そこで開発された技術を民間に商用目的でおろしているのですが、これがアメリカの科学技術を支えています。GPSの技術も軍事用から商用に転化したものです。

◆日本が科学技術立国になるためには

「民間技術」は、日本が進んでおり、経済産業省の外郭団体が基礎研究の実用化を支援するため企業に資金援助をしたりしています。今回のノーベル賞受賞で、産業技術総合研究所は、産学の連携を図り人的交流や共同研究を行う構想も発表しています。(10/11日経)

日本の企業に眠っている技術を探し出して支援するのも良いのですが、日本を科学技術大国にするためには、アメリカの国防総省を参考に、もっと積極的に国家として科学技術のプロジェクトを立ち上げる方法もあります。

そして数十ある科学技術系の独立法人と文科省の科学技術部門を統合し「科学技術省」として独立させるのです。そこに、優秀な研究者を集めて研究をしてもらいます。研究者の雇用にもなり、優秀な人材を生かすこともできます。

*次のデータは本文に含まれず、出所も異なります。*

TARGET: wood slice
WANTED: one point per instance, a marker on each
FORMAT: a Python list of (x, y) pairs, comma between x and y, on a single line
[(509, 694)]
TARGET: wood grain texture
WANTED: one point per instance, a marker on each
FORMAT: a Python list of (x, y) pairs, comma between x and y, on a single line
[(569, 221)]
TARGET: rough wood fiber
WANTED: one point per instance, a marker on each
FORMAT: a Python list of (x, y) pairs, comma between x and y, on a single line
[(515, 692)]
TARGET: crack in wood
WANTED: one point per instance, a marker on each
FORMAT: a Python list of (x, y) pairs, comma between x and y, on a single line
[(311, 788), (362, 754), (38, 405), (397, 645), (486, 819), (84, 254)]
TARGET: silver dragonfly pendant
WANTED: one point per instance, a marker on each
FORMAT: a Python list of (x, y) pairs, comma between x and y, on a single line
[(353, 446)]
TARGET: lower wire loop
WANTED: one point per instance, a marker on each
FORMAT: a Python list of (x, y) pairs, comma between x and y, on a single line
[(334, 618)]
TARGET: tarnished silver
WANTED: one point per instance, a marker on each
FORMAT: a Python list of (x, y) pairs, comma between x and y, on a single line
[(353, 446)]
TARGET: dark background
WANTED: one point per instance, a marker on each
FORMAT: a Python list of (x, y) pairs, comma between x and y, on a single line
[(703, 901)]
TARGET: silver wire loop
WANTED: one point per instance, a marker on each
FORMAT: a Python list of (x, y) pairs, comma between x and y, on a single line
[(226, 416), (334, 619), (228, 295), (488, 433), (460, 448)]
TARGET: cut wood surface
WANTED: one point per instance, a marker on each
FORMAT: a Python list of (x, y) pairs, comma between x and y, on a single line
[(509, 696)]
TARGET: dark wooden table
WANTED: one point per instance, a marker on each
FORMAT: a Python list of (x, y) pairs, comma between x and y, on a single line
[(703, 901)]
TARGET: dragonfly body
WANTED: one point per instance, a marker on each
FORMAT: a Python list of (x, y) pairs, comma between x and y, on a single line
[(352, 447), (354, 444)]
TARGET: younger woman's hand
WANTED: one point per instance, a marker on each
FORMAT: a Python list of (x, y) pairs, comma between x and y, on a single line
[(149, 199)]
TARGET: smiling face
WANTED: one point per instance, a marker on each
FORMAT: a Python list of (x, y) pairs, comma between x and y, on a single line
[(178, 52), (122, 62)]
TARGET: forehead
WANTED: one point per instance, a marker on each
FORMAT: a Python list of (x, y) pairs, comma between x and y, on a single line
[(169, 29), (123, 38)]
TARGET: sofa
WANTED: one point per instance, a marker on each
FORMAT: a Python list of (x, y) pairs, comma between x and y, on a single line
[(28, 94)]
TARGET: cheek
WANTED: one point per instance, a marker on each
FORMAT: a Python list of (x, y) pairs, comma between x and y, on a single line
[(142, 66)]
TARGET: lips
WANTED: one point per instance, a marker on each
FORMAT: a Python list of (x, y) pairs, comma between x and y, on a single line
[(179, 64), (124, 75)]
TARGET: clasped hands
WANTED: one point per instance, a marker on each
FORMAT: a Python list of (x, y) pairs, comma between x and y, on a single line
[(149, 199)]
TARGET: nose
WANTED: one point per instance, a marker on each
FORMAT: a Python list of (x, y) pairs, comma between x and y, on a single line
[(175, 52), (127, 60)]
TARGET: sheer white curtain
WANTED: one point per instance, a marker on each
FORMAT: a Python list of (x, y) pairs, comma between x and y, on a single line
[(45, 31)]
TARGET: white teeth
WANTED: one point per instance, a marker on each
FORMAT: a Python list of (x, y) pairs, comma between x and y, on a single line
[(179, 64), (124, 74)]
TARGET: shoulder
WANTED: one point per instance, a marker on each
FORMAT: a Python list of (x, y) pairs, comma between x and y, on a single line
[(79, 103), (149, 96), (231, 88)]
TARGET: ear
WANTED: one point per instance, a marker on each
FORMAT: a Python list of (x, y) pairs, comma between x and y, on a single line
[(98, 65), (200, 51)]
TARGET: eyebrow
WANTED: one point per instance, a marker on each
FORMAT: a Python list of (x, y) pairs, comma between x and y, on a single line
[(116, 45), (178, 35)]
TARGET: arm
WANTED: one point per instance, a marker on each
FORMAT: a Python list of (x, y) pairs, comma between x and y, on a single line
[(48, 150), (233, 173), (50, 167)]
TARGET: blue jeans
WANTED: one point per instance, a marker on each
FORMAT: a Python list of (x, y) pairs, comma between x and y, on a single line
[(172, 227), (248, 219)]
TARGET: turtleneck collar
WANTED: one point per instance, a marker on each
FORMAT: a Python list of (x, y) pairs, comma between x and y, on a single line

資金は官民ファンドを設立し、国民にも科学技術開発に投資してもらう形にすれば、税金で賄わなくても、眠った国民の資産を有効に活用できます。国民も国が関わる事業であればリスクが低く安心して投資できます。

こうして日本の優秀な研究者の技術を世界の繁栄発展に生かすことが大切です。今回のノーベル賞受賞を日本は大きな教訓としなければなりません。